動物である人間には動く仕組みが体に備わっており、その機能を使うことが体にとって自然な状態です。実際、運動をよく行っている人は、心臓病、高血圧、糖尿病、肥満、骨粗しょう症、がんなどにかかる割合が低く、また、うつや不安の症状を和らげ、生活の質の改善にも効果をもたらすことが認められています。そのため、近年では日頃の運動不足を自覚して、スポーツやジム通いをしている人が増えました。
ただし、心身の健康に良いのは、あくまで〝適度な〟運動です。厚生労働省は適度な運動の基準を、「1回30分以上、週2回以上、息が少し弾む程度」とし、WHOでは「中強度の有酸素運動を週に150~300分、もしくは高強度の有酸素運動を75~150分、また週に2日以上の筋力向上活動」などを推奨しています。しかし、基本の体力には個人差があるので、自分に合った強度=適度といえます。
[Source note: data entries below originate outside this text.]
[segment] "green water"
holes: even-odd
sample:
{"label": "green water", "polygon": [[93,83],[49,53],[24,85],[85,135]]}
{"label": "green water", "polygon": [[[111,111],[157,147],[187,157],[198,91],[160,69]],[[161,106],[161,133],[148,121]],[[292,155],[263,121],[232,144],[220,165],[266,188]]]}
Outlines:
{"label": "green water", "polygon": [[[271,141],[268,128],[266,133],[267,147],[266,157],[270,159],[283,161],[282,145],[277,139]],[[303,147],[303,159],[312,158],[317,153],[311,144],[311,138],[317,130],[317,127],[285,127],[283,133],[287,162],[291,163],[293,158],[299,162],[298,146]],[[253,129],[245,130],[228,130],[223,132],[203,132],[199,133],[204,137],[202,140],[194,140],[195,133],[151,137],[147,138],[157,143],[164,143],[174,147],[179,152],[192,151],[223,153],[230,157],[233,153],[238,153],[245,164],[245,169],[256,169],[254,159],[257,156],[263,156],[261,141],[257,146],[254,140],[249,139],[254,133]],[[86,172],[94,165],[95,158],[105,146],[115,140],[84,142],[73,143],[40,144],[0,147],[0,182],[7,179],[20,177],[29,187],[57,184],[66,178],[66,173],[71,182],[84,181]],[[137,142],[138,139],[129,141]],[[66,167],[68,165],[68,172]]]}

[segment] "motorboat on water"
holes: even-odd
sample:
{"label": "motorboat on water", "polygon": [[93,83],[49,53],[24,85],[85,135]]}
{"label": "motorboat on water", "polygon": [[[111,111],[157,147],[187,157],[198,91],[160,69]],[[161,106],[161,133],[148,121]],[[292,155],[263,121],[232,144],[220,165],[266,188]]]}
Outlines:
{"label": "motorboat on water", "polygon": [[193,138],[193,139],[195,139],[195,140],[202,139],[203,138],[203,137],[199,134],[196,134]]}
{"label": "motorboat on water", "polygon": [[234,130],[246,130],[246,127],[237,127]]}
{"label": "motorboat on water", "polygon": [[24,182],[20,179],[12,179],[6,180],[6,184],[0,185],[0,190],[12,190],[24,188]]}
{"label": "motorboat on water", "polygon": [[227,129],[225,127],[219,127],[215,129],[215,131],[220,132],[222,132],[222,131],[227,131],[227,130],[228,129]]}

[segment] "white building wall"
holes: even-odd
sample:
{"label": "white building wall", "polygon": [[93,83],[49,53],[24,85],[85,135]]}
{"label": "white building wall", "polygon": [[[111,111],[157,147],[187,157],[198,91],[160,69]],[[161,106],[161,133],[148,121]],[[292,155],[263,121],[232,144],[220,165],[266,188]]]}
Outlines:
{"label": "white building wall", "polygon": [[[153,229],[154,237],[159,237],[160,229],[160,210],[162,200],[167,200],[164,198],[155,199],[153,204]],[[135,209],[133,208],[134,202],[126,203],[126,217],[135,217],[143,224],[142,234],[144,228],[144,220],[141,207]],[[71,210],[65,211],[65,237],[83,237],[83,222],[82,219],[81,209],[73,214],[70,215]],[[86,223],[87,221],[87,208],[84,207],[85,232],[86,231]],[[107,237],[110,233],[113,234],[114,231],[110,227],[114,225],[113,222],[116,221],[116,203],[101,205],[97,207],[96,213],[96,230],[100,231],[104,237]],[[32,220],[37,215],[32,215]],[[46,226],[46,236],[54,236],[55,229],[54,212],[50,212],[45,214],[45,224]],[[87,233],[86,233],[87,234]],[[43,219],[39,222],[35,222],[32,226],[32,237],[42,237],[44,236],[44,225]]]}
ところが、体力を過信して適度を超えてしまう場合が少なくありません。それが続くと、関節障害や腰痛、転倒による骨折などが起こりやすくなります。人によっては血圧上昇を招いたり、運動強度が強すぎてストレスとなり、メンタル不調を起こしたりするケースもあります。健康のために始めたのに、体を壊しては本末転倒です。
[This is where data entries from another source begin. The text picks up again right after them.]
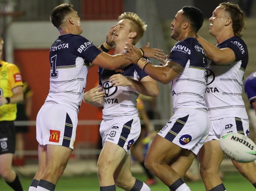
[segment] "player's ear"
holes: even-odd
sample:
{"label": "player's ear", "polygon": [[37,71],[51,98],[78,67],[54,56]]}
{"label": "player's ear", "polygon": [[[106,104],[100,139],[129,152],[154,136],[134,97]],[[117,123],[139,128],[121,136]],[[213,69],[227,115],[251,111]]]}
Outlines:
{"label": "player's ear", "polygon": [[186,29],[187,28],[189,25],[189,24],[188,22],[187,21],[184,21],[184,22],[183,23],[183,25],[182,26],[182,28],[184,29]]}
{"label": "player's ear", "polygon": [[129,35],[129,38],[133,38],[137,35],[137,33],[135,31],[132,32],[130,33]]}
{"label": "player's ear", "polygon": [[228,26],[232,22],[232,19],[230,18],[228,18],[225,22],[225,26]]}

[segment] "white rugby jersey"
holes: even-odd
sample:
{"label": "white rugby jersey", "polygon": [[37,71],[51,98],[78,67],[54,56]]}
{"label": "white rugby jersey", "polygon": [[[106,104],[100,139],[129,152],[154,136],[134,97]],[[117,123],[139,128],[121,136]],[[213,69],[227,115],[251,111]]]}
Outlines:
{"label": "white rugby jersey", "polygon": [[248,52],[245,42],[234,36],[218,45],[220,49],[229,48],[236,60],[226,65],[213,62],[207,65],[208,80],[206,100],[211,120],[237,117],[248,117],[242,99],[245,70],[248,62]]}
{"label": "white rugby jersey", "polygon": [[173,113],[180,107],[207,110],[204,100],[206,57],[201,44],[194,37],[177,42],[168,60],[184,68],[172,82]]}
{"label": "white rugby jersey", "polygon": [[137,65],[133,64],[115,71],[99,67],[98,71],[99,85],[105,92],[102,118],[108,120],[116,117],[138,116],[137,99],[139,93],[130,86],[114,87],[109,79],[113,75],[121,73],[127,78],[140,81],[148,75]]}
{"label": "white rugby jersey", "polygon": [[86,85],[89,63],[101,52],[81,36],[68,34],[59,36],[50,51],[50,90],[45,104],[61,104],[78,113]]}

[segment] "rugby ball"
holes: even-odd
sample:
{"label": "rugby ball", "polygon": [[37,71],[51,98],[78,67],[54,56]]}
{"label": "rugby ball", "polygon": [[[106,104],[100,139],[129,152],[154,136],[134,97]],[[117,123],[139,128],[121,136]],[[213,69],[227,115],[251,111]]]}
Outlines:
{"label": "rugby ball", "polygon": [[240,162],[256,160],[256,145],[247,136],[239,133],[228,133],[219,140],[221,150],[231,159]]}

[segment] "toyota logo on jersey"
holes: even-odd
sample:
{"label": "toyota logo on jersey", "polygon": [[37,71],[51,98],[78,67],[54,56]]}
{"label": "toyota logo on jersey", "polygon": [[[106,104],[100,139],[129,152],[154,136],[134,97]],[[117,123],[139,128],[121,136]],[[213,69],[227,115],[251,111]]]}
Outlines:
{"label": "toyota logo on jersey", "polygon": [[117,87],[114,87],[111,82],[109,82],[108,81],[103,84],[103,87],[105,91],[104,97],[105,97],[113,95],[117,91]]}

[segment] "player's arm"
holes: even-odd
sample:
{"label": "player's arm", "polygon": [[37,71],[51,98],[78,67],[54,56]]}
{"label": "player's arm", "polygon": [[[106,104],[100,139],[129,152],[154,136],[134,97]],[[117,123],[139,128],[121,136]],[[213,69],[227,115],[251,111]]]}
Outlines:
{"label": "player's arm", "polygon": [[156,81],[164,84],[168,84],[183,71],[184,68],[182,66],[172,61],[167,61],[163,67],[153,65],[141,57],[137,48],[128,44],[126,45],[128,47],[126,49],[127,52],[125,53],[126,58],[132,63],[137,64],[148,75]]}
{"label": "player's arm", "polygon": [[101,86],[94,87],[83,94],[83,100],[85,102],[95,107],[102,107],[105,91]]}
{"label": "player's arm", "polygon": [[4,104],[17,104],[23,100],[23,92],[22,86],[17,86],[13,89],[13,95],[9,98],[10,99],[8,103],[8,98],[6,98],[0,96],[0,105]]}
{"label": "player's arm", "polygon": [[235,53],[231,49],[219,49],[199,35],[197,35],[196,38],[203,47],[206,56],[215,64],[228,64],[234,62],[236,60]]}
{"label": "player's arm", "polygon": [[130,86],[141,94],[152,96],[157,96],[159,94],[157,82],[150,76],[147,76],[140,82],[128,78],[121,74],[113,75],[109,79],[114,86]]}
適度を超えないコツは、自分の体とよく会話することです。疲れているときやちょっと億劫(おっくう)に感じるときは休むなど、いつもより運動量を減らすことが肝心です。また、運動前に血圧測定をし、準備運動で体の状態を確認するよう習慣づけると良いでしょう。
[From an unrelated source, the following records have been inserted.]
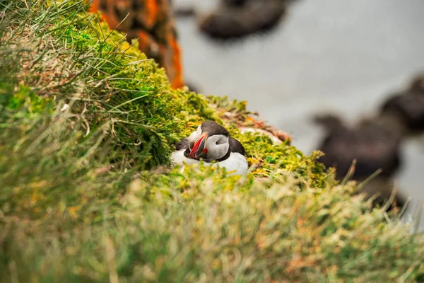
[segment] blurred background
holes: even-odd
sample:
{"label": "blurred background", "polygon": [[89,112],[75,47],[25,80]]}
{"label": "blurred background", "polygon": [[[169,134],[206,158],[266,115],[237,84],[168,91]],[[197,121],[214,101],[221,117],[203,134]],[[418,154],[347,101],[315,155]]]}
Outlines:
{"label": "blurred background", "polygon": [[[275,29],[229,41],[199,28],[199,15],[219,1],[173,4],[196,14],[177,19],[186,81],[206,95],[247,100],[305,153],[324,134],[314,114],[331,112],[348,122],[372,115],[424,71],[423,0],[290,1]],[[394,177],[413,198],[411,214],[424,202],[424,139],[402,142],[401,157]]]}

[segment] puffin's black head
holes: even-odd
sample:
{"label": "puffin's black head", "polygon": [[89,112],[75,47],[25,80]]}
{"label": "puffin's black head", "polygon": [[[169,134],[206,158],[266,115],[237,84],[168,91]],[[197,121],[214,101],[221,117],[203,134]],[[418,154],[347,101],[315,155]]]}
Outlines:
{"label": "puffin's black head", "polygon": [[230,151],[230,133],[215,122],[204,122],[189,137],[189,149],[192,158],[220,159]]}

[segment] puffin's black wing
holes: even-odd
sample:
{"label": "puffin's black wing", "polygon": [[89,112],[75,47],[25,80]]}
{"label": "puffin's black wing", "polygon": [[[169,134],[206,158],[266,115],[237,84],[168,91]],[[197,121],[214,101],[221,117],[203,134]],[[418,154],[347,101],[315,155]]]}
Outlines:
{"label": "puffin's black wing", "polygon": [[243,145],[239,141],[230,137],[229,142],[230,151],[231,152],[237,152],[242,156],[246,155],[246,151],[245,150]]}
{"label": "puffin's black wing", "polygon": [[189,148],[189,139],[184,137],[179,142],[175,144],[177,150],[187,149]]}

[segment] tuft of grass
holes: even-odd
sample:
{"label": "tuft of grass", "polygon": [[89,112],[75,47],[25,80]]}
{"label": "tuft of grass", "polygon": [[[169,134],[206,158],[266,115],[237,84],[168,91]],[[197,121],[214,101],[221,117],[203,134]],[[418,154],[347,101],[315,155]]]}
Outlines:
{"label": "tuft of grass", "polygon": [[[245,103],[172,90],[86,11],[0,0],[0,281],[424,280],[423,236],[319,153],[242,134]],[[243,143],[252,173],[169,167],[204,120]]]}

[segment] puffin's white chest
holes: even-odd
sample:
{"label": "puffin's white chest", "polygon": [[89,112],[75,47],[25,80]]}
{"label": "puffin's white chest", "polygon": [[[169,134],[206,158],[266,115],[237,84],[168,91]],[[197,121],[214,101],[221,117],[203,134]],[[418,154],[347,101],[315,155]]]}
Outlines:
{"label": "puffin's white chest", "polygon": [[[184,156],[184,149],[177,151],[174,151],[171,154],[171,161],[175,164],[182,165],[186,164],[199,164],[200,161],[196,159],[187,158]],[[228,175],[245,175],[247,172],[247,161],[246,158],[240,154],[232,152],[230,157],[227,159],[216,162],[213,163],[204,162],[206,166],[219,166],[225,168],[227,172],[230,172]]]}

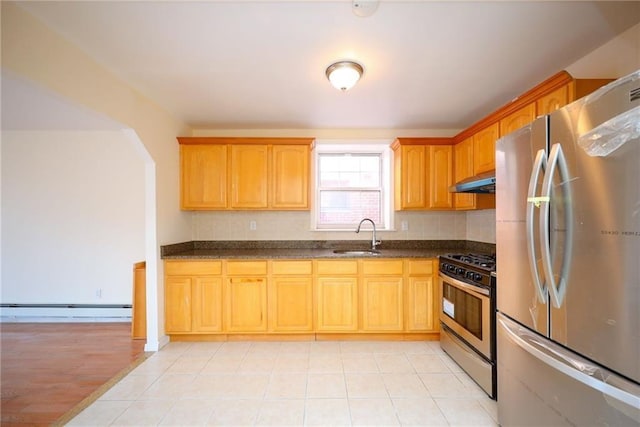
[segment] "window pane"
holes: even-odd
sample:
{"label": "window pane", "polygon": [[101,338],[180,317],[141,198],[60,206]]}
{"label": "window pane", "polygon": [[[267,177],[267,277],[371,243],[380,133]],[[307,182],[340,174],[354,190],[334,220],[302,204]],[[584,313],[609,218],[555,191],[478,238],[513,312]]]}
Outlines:
{"label": "window pane", "polygon": [[380,156],[321,154],[320,187],[380,187]]}
{"label": "window pane", "polygon": [[318,224],[358,225],[362,218],[371,218],[382,226],[380,191],[320,191]]}

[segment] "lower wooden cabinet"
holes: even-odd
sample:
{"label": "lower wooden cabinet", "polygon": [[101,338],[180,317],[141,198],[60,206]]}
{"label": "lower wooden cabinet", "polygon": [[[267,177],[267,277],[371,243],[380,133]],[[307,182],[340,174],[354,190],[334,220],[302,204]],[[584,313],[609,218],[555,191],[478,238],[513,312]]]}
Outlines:
{"label": "lower wooden cabinet", "polygon": [[365,277],[362,281],[362,329],[401,332],[404,329],[402,277]]}
{"label": "lower wooden cabinet", "polygon": [[407,331],[438,332],[439,292],[437,288],[435,261],[431,259],[409,260],[405,311]]}
{"label": "lower wooden cabinet", "polygon": [[277,276],[269,283],[269,330],[313,331],[313,280]]}
{"label": "lower wooden cabinet", "polygon": [[165,332],[438,332],[433,259],[165,262]]}
{"label": "lower wooden cabinet", "polygon": [[222,278],[196,277],[192,283],[194,332],[222,331]]}
{"label": "lower wooden cabinet", "polygon": [[265,332],[267,330],[267,278],[231,277],[226,286],[226,330]]}
{"label": "lower wooden cabinet", "polygon": [[317,323],[319,332],[358,330],[358,279],[356,277],[318,277]]}
{"label": "lower wooden cabinet", "polygon": [[164,282],[164,329],[168,334],[192,332],[190,277],[167,277]]}
{"label": "lower wooden cabinet", "polygon": [[165,331],[222,331],[221,261],[165,263]]}

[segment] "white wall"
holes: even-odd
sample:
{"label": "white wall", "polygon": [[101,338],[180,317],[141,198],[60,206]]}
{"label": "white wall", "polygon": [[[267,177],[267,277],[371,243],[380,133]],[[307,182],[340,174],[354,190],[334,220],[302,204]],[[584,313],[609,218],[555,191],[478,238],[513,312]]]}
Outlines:
{"label": "white wall", "polygon": [[[0,7],[3,70],[122,124],[129,130],[125,132],[130,140],[140,146],[146,185],[145,349],[156,350],[167,342],[160,246],[191,238],[191,217],[179,209],[179,150],[175,139],[188,135],[190,129],[15,3],[1,2]],[[3,251],[2,257],[6,255]]]}
{"label": "white wall", "polygon": [[133,144],[119,131],[14,131],[2,151],[2,302],[131,304],[145,258]]}

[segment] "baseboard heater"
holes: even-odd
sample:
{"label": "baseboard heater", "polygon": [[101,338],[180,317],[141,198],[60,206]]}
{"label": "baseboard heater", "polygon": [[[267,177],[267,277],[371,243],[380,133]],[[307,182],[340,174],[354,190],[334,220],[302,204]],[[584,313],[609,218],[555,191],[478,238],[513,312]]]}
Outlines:
{"label": "baseboard heater", "polygon": [[131,308],[131,304],[0,304],[1,308]]}
{"label": "baseboard heater", "polygon": [[[0,322],[131,321],[132,304],[1,303]],[[56,320],[57,319],[57,320]]]}

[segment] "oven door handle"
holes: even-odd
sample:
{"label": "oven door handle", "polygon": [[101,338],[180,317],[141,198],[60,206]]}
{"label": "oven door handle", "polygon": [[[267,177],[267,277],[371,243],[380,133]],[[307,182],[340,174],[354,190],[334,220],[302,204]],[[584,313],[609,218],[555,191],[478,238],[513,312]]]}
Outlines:
{"label": "oven door handle", "polygon": [[464,283],[456,278],[453,278],[451,276],[447,276],[444,273],[440,273],[440,278],[442,279],[442,281],[447,282],[453,286],[455,286],[456,288],[460,288],[460,289],[464,289],[467,290],[469,292],[472,293],[478,293],[478,294],[482,294],[484,296],[490,296],[491,293],[489,292],[489,289],[486,288],[481,288],[479,286],[474,286],[474,285],[470,285],[468,283]]}

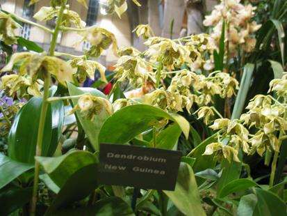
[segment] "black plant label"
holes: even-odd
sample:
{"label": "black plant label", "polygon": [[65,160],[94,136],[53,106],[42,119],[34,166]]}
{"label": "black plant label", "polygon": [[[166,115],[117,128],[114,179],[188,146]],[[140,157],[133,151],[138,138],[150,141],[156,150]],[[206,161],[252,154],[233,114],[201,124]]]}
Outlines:
{"label": "black plant label", "polygon": [[99,183],[174,190],[181,152],[108,144],[99,152]]}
趣味やライフワークとしてサッカーやテニス、マラソンなど運動負荷の高いスポーツを行っている場合は、体力や技量に合ったチームやパートナーを選ぶことが大事です。入念に準備運動を行うのはもちろん、日常的に筋力強化やストレッチなどを行って体のコンディションを維持する努力も必要です。
運動を健康につなげるには、今の自分に合っていることが何より大切です。つらさや痛みを感じず、楽しんで行えているかを常に意識しながら、無理のない継続を目指しましょう。